Agentic Customer Lifecycle Platform
Simulate how lifecycle agents monitor onboarding, activation, retention, and revenue signals to recommend explainable customer interventions.
Project Overview
Agentic Customer Lifecycle & Revenue Optimization Platform
This demo models a revenue-focused lifecycle platform where agents monitor incoming prospects, product-led signals, activation milestones, review blockers, and conversion outcomes. The system shows how an operator can move from signal detection to explanation, human decision, and measurable revenue impact.
Problem
Revenue leaks between interest and conversion
Growth, developer experience, sales, and customer success teams often have signals spread across analytics, CRM, support, billing, onboarding tools, and product usage logs.
High-value prospects can stall because a technical review, security question, product activation gap, or commercial blocker is unresolved.
Solution
Signal → explanation → action → revenue
The platform simulates a lifecycle intelligence layer that turns prospect and customer signals into recommended actions. It evaluates fit, classifies funnel stage, flags revenue blockers, and keeps a human in the loop for decisions that affect conversion.
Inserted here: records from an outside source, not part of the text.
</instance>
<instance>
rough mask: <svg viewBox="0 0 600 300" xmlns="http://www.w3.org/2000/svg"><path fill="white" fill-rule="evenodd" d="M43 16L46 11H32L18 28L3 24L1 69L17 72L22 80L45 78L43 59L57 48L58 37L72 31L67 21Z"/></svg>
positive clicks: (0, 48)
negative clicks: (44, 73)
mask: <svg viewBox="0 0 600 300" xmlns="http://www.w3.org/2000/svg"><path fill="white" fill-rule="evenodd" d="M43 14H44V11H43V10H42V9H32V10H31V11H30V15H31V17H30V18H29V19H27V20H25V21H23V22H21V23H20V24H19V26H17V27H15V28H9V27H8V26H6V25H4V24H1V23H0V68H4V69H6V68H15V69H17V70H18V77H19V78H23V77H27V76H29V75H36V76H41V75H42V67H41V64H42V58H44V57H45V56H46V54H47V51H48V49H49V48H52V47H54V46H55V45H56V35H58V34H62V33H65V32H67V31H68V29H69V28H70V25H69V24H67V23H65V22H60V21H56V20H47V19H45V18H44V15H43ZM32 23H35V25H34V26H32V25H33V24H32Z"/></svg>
Each blocked prospect includes a rationale, estimated value, and recommended next step so an operator understands what to do and why.
How It Works
Revenue lifecycle workflow
New prospects enter from simulated channels such as product-led signup, referrals, outbound, developer community, or inbound demo requests. The system evaluates fit, estimates revenue potential, determines whether human review is required, and updates funnel metrics in real time.
System architecture
Frontend, API, data model, and agent workflow
Frontend
Next.js / React
Demo tabs, live prospect feed, revenue funnel, activity stream, blocker review queue, and explainability panels.
API layer
FastAPI lifecycle service
Provides lifecycle summary, prospect ingestion, and human review actions for convert, request information, and reject decisions.
Data layer
Structured lifecycle data
Models prospects, funnel stages, review queue, estimated value, revenue realized, revenue at risk, and recommended actions.
Agent layer
Signal and decision agents
Simulates lifecycle agents for prospect evaluation, activation, personalization, experimentation, revenue optimization, and retention.
Agent Workflow
Multi-agent operating model
- Ingestion Agent: detects new prospect activity and adds it to the lifecycle funnel.
- Evaluation Agent: scores fit, classifies stage, and estimates potential value.
- Revenue Agent: identifies blocked revenue and prioritizes the highest-value action.
- Review Agent: keeps humans involved for conversion,rejection, or follow-up decisions.
Results & Impact
What the demo proves
- Connects product signals to revenue outcomes.
- Explains why each prospect matters before action is taken.
- Shows where conversion is blocked and what decision is needed.
- Demonstrates a human-in-the-loop pattern for revenue-impacting actions.
- Creates a reusable foundation for CRM, product analytics, billing, support, and customer success integrations.